Name

pegasus-transfer — Handles data transfers for Pegasus workflows.

Synopsis

pegasus-transfer [-h]
                   [--file inputfile]
                   [--threads number_threads]
                   [--max-attempts attempts]
                   [--threads threads]
                   [--debug]

Description

pegasus-transfer takes a JSON defined list of urls, either on stdin or with an input file, determines the correct tool to use for the transfer and executes the transfer. Some of the protocols pegasus-transfer can handle are GridFTP, SCP, SRM, Amazon S3, Google Storage, XRootD, HTTP, and local cp/symlinking. Failed transfers are retried.

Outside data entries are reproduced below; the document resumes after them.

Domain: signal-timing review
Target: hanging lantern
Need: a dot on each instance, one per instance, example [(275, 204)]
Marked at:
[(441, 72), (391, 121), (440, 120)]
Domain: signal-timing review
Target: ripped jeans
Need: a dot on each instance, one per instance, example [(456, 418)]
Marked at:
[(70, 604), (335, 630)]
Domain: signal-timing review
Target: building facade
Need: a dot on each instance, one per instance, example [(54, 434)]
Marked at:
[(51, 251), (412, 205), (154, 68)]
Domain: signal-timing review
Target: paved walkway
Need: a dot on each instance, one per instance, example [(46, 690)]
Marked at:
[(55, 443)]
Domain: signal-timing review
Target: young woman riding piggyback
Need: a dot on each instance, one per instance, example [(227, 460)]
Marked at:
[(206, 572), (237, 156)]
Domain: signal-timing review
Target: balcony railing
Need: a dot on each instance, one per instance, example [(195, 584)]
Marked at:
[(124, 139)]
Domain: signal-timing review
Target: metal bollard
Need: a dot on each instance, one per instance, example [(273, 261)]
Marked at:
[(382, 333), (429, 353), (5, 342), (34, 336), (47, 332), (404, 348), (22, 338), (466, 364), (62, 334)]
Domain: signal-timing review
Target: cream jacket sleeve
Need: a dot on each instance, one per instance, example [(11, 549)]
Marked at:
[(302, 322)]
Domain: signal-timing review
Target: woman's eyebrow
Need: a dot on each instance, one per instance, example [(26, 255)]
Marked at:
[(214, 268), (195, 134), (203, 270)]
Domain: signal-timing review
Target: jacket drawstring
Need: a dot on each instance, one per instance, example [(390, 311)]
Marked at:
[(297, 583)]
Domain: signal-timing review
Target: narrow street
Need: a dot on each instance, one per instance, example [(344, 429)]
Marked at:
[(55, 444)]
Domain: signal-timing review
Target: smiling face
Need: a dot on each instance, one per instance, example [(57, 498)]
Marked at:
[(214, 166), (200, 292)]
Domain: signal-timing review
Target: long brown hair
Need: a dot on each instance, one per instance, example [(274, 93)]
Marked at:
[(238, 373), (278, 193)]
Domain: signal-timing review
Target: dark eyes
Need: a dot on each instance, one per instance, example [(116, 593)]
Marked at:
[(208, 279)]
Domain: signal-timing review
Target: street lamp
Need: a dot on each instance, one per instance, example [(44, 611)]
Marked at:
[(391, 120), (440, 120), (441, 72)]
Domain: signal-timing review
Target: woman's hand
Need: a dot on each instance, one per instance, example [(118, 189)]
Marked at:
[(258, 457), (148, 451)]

Note that pegasus-transfer is a tool mostly used internally in Pegasus workflows, but the tool can be used stand alone as well.

Options

-h , --help
Prints a usage summary with all the available command-line options.
-f inputfile , --file inputfile
JSON transfer specification. If not given, stdin will be used.
-m , --max-attempts attempts
Maximum number of attempts for retrying failed transfers.
-t , --threads number_threads
The number of threads to use. This controls the parallelism of transfers.
-d , --debug
Enables debugging output.

Example

$ pegasus-transfer
[
 { "type": "transfer",
   "id": 1,
   "src_urls": [ { "site_label": "web", "url": "http://pegasus.isi.edu" } ],
   "dest_urls": [ { "site_label": "local", "url": "file:///tmp/index.html" } ]
 }
]
CTRL+D

Credential Handling

Credentials used for transfers can be specified with a combination of site labels in the input JSON format and environment variables. For example, give the following input file:

[
 { "type": "transfer",
   "id": 1,
   "src_urls": [ { "site_label": "isi", "url": "gsiftp://workflow.isi.edu/data/file.dat" } ],
   "dest_urls": [ { "site_label": "tacc_stampede", "url": "gsiftp://gridftp.stampede.tacc.utexas.edu/scratch/file.dat" } ]
 }
]

pegasus-transfer will expect either one environment variable specifying one credential to be used on both end of the connection (X509_USER_PROXY), or two separate environment variables specifying two different credentials to be used on the two ends of the connection. The the latter case, the environment variables are derived from the site labels. In the example above, the environment variables would be named X509_USER_PROXY_isi and X509_USER_PROXY_tacc_stampede

Threading

In order to speed up data transfers, pegasus-transfer will start a set of transfers in parallel using threads.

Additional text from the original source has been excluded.